Pyrimidine Catabolism: UMP and CMP degradation Pathway

Pyrimidine catabolism is the process of excreting pyrimidine molecules from the body. It is a critical part of DNA synthesis and repair.

This blog is all about pyrimidine catabolism. Specifically, it covers the following topics:

• What is pyrimidine catabolism, and what are the main causes? Pyrimidine catabolism is the process of breaking down pyrimidine molecules into smaller molecules. The main causes of pyrimidine catabolism are viral attacks, cancerous tumors, and burns.
• What are the different types of pyrimidine catabolism?
• There are two main types of pyrimidine catabolism: denovo and salvage. When new pyrimidines are created from ammonia sources, de novo pyrimidine catabolism occurs. Salvage pyrimidine catabolism occurs when excess pyrimidines are recycled from other parts of the body, such as the liver or kidneys.
• How does pyrimidine catabolism help us understand how the body works? The pyrimidine pathway helps us understand how the body works. The pyrimidine pathway helps the body create important molecules like DNA and proteins.

Animal cells degrade pyrimidine nucleotides (pyrimidine catabolism pathway) to their component bases. These reactions, like those of purine nucleotides, occur through dephosphorylation, deamination, and glycosidic bond cleavages.

After Pyrimidine biosynthesis, the newly synthesized molecules undergo degradation after a certain period.

Pyrimidine Catabolism Steps

The catabolism of pyrimidine nucleotides is explained in a few steps.

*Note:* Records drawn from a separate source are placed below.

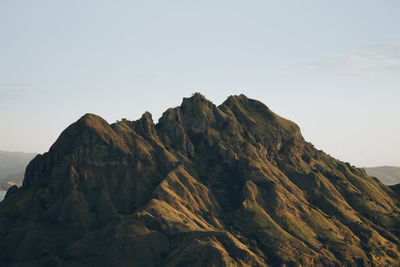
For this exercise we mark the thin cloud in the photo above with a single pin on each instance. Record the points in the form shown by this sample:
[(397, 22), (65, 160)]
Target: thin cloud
[(370, 59)]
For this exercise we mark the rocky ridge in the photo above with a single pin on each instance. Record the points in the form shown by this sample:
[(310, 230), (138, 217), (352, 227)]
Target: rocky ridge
[(228, 185)]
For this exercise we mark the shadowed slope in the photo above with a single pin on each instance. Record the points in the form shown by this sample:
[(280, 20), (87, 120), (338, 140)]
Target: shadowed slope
[(228, 185)]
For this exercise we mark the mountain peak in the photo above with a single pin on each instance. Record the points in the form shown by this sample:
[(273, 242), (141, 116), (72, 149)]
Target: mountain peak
[(233, 185)]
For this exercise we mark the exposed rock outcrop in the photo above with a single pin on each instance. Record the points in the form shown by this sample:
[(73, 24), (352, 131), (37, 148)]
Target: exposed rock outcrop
[(228, 185)]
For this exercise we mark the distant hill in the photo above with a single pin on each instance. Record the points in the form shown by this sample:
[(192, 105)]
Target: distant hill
[(227, 185), (389, 175), (12, 167)]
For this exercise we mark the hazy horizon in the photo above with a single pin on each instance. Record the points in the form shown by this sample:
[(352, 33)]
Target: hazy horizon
[(331, 68)]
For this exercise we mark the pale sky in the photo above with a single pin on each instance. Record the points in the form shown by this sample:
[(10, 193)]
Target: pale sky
[(333, 67)]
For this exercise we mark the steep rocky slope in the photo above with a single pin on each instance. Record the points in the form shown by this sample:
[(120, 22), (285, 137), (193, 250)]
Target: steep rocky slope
[(388, 175), (228, 185)]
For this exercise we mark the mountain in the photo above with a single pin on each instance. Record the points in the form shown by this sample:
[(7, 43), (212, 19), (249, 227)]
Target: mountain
[(11, 180), (12, 167), (228, 185), (388, 175)]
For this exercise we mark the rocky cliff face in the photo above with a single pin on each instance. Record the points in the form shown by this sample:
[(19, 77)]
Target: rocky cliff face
[(228, 185)]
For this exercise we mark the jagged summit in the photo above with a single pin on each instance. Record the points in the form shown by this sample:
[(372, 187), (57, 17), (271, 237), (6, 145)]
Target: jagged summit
[(227, 185)]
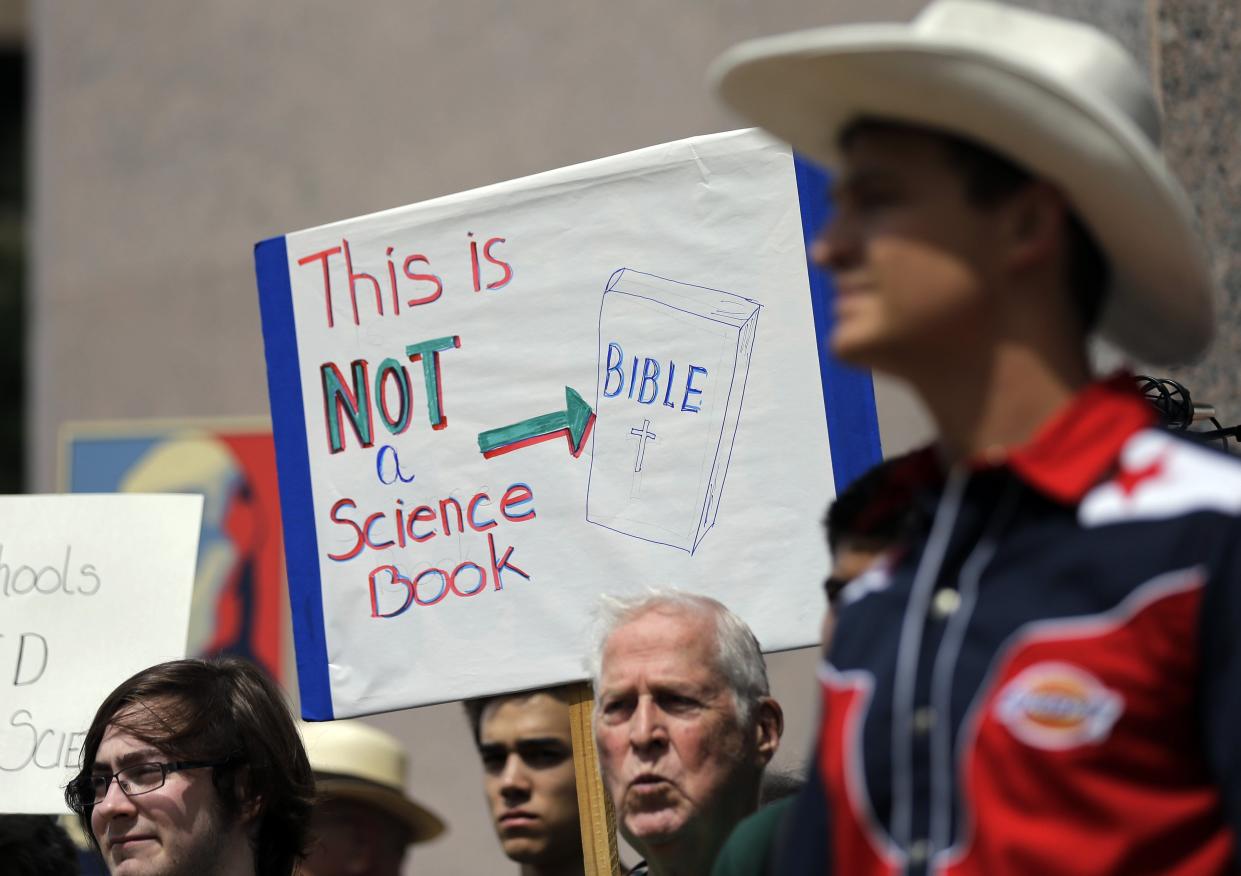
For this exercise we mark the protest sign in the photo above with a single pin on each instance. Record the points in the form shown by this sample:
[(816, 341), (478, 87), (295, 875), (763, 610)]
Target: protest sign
[(238, 591), (493, 407), (92, 589)]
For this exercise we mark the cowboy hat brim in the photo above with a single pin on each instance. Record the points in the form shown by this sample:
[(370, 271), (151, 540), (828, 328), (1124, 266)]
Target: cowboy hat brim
[(807, 87), (420, 822)]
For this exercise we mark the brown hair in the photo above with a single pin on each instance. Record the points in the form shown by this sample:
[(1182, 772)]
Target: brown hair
[(224, 710)]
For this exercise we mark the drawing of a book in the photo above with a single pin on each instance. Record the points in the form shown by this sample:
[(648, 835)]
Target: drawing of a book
[(672, 375)]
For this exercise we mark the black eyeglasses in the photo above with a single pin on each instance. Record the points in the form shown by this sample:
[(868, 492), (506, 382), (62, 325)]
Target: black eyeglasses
[(142, 778)]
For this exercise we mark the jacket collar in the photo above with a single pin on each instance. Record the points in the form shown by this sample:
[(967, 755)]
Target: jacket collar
[(1081, 444), (1072, 452)]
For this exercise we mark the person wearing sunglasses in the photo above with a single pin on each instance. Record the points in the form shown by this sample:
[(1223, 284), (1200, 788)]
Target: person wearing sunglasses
[(195, 767)]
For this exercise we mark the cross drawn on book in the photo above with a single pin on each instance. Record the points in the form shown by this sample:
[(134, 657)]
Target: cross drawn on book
[(643, 434)]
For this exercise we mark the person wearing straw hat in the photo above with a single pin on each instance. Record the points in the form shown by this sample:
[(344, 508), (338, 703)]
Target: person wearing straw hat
[(1045, 680), (362, 819)]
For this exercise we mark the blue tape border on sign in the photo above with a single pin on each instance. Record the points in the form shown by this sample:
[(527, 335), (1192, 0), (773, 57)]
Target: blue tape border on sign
[(848, 393), (293, 465)]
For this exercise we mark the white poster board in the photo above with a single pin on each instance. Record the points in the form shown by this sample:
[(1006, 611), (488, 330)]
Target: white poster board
[(92, 589), (493, 407)]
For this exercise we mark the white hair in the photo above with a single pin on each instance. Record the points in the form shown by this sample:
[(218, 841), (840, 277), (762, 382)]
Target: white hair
[(739, 658)]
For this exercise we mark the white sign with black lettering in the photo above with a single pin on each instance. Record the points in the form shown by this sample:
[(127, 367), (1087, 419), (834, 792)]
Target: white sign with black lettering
[(92, 589)]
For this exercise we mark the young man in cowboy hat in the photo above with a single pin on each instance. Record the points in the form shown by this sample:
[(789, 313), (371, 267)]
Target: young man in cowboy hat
[(1045, 680), (362, 819)]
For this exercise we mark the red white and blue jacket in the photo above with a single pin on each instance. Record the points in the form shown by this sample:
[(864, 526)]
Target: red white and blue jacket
[(1048, 680)]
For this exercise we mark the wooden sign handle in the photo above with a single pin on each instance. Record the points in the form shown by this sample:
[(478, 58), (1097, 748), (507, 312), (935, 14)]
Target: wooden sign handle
[(593, 804)]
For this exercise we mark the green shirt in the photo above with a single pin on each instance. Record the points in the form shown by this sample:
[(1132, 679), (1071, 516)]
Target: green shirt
[(750, 844)]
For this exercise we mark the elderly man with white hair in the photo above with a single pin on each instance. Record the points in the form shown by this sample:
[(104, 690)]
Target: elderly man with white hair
[(685, 726)]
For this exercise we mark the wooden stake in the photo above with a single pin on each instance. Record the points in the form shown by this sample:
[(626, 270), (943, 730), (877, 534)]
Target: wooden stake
[(593, 804)]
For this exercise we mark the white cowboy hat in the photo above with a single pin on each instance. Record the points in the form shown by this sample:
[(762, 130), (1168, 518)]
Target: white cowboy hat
[(354, 761), (1059, 97)]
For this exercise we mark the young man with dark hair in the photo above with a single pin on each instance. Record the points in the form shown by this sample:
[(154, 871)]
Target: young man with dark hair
[(1045, 683), (195, 767), (526, 747)]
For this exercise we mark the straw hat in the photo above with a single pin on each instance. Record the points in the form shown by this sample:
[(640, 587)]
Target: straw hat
[(354, 761), (1059, 97)]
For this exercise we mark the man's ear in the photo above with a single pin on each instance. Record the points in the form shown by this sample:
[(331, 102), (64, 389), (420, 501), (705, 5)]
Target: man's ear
[(768, 727), (250, 805), (1034, 221)]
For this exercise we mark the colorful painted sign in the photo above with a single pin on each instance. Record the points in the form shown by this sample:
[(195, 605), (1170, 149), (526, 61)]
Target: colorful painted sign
[(238, 591), (92, 589), (493, 407)]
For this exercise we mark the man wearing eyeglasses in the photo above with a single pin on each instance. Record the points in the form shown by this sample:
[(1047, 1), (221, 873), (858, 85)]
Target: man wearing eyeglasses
[(195, 767)]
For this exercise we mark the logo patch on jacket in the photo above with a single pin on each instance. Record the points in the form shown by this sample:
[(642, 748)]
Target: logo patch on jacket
[(1056, 706)]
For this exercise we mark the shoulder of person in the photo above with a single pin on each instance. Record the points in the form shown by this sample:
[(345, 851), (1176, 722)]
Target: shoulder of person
[(748, 846)]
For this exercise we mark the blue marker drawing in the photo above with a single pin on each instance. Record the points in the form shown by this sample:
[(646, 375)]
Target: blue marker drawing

Step 1: Nucleotide to nucleoside

• CMP, UMP, and deoxyIMP are converted into Cytidine, Uridine deoxythymidine.
• This reaction is catalyzed by the enzyme Nucleotidase.

Step 2: Deamination

• Cytidine is deaminated into Uridine. This reaction is catalyzed by “Cytidine deaminase”.

Step 3: Phosphorylation

• Uridine and deoxythymidine (in the case of DNA) are converted into Uracine and Thymidine.
• This reaction is catalyzed by Uridine phosphorylase.
• Here on inorganic phosphate is substituted on the first carbon of hydrolyzed Glycosidic linkage sugar molecule.
• The sugar molecule is released as in the form of Ribose-1-Phosphate and deoxy Ribose-1-Phosphate.

Step 4: Dehydration

• Uracil and thymine are converted into dihydroUracil and dihydroThymine.
• This reaction is catalyzed into DihydroUracil and dihydroThymine.
• This reaction is catalyzed by dihydro uracil dehydrogenase.
• In this reaction, one NADPH + H⁺ is oxidized into NADP⁺.

Step 5: Cyclization

• DihydroUracil and dihydroThymine are converted into β-Urido Propionate and β-urido isobutyrate.
• This reaction is catalyzed by hydropyrimidine hydratase.
• In this reaction, the cyclized molecule is converted into linear by cleaving the covalent bond at a particular place.

Step 6: Deamination

• β-Urido propionate and β-urido isobutyrate are converted into β-alanine and β-amino isobutyrate.
• This reaction is catalyzed by β-Urido Propionase.
• The secondary products of this reaction are Ammonium ion (NH₄⁺) and Carbon dioxide.

Step 7: Transamination

• The β-alanine and β-amino Isobutyrate is converted into Malonic semialdehyde and Methylmalonic semialdehyde by transamination process.
• This reaction is catalyzed by aminotransferase and the second substrate is α-ketoglutarate and the secondary product is Glutamine.

Step 8: hydration

• Malonic semialdehyde and methylmalonic semialdehyde is converted into Malonyl~coA.
• These two products are entering the part of Fatty acid catabolism like methyl malonyl Pathway.

Conclusion

The Pyrimidine catabolism pathway generally leads to NH₄⁺ production and thus to urea synthesis.

• Assay of Urease Enzyme Activity (Enzymology Practical Protocol)
• Effect of Temperature on Amylase activity (Enzymology Protocol)
• Ninhydrin test or Ninhydrin reagent

Thymine, for example, is degraded to Methylmalonyl semialdehyde, an intermediate of Valine catabolism.

It is further degraded through Propionyl~coA and Methylmalonyl~coA to Succinyl~coA.